Here we have the latest release from jazz guitarist Doug MacDonald and his trio. ‘Edwin Alley’, named after a historic location in Old Town Pasadena, where the trio perform regularly on Thursday nights, is the follow-up to ‘Serenade To Highland Park’. That album had MacDonald, Flick and drummer Paul Kreibich performing standards along with a handful of the guitarist’s originals, whereas this one finds MacDonald, Flick and drummer Kendall Kay interpreting eight of MacDonald’s own compositions plus a lone standard, “You’d Be So Nice To Come Home To”, which closes the album.
Guitarist MacDonald has been a sideman with a long list of notables (including Buddy Rich, Ray Charles, Bill Holman, Jack Sheldon, Gabe Baltazar, Lorez Alexandria, Bob Cooper, and the Clayton-Hamilton Jazz Orchestra), but as a leader he has really made his mark from unaccompanied solos to combos of all shapes and sizes through to big bands, releasing more than two dozen albums to date. But it is when he is in the trio setting that he feels most at home, especially when it is with a rhythm section that he works with so closely as Flick and Kay know exactly what is required of them, supporting Doug in his melodies, stepping forward when the time is right but then going into the background when it is Doug’s time to shine. Given they gig on at least a weekly basis it is probably no surprise that the 9 tunes were recorded in just one day last November, as they are so tight there is no need for additional rehearsing or overdubs as they just set up, plugged in and played.

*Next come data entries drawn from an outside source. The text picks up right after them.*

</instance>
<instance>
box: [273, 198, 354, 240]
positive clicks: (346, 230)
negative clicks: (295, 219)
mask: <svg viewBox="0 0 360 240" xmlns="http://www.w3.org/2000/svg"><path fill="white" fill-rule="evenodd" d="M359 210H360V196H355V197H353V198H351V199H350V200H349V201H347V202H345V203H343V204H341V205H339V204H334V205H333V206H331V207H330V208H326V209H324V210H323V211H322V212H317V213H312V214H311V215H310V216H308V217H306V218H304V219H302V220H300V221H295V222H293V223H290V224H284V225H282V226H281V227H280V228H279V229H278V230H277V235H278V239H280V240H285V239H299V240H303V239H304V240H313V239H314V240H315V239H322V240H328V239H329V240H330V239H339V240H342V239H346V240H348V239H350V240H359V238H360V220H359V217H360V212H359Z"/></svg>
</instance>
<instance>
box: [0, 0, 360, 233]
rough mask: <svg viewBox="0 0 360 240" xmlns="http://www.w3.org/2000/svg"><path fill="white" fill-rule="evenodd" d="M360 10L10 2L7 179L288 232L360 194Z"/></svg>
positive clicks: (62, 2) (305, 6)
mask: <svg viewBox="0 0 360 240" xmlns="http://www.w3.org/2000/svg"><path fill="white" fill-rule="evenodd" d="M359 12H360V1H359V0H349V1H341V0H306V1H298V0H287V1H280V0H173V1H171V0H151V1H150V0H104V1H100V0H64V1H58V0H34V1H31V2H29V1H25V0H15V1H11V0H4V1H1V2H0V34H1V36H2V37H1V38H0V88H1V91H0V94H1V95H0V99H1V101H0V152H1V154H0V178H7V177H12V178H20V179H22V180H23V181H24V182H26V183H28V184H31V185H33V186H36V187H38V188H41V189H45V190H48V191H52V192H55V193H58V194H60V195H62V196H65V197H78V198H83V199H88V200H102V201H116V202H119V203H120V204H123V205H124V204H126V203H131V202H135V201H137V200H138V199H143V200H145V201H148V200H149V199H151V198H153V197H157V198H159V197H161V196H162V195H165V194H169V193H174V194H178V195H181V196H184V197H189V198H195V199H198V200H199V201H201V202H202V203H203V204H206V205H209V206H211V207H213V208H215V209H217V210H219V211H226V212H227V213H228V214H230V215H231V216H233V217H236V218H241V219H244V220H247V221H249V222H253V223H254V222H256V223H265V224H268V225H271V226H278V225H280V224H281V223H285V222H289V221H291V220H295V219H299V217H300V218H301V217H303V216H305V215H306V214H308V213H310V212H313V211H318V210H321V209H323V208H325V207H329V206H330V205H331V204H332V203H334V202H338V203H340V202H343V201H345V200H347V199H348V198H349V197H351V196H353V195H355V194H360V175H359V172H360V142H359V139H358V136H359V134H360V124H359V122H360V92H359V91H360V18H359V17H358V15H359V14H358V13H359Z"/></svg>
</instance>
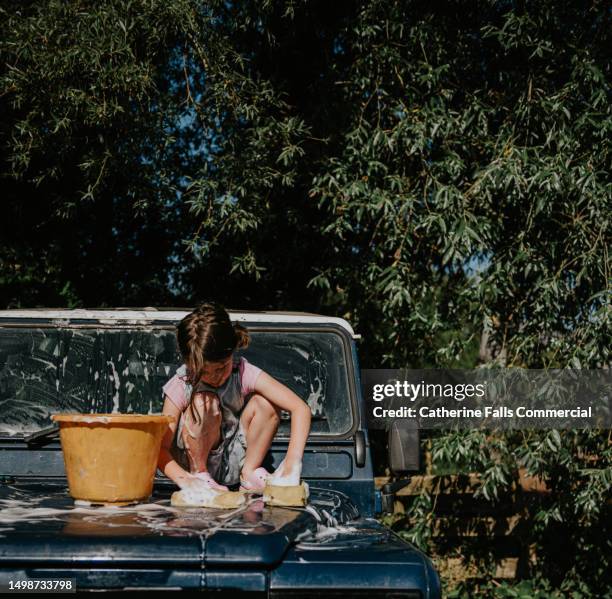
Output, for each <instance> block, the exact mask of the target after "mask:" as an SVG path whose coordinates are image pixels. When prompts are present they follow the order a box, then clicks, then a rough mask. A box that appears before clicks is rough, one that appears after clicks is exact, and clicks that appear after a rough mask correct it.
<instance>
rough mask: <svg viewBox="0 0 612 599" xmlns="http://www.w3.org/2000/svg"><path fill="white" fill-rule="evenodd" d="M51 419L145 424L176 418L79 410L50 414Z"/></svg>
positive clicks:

While I can appreciate this album, I must confess that it is just too laid back and vanilla for me personally, as I prefer my jazz to have more improvisation and bite, but for those who want their music to be relaxing and something to drift along to then this is a really nice outing indeed. Doug’s guitar playing is beautifully fluid, and the rhythm section keep the ambience nicely, and I can see why they have such a longstanding gig. For those who enjoy mellow jazz which is not frightening at all.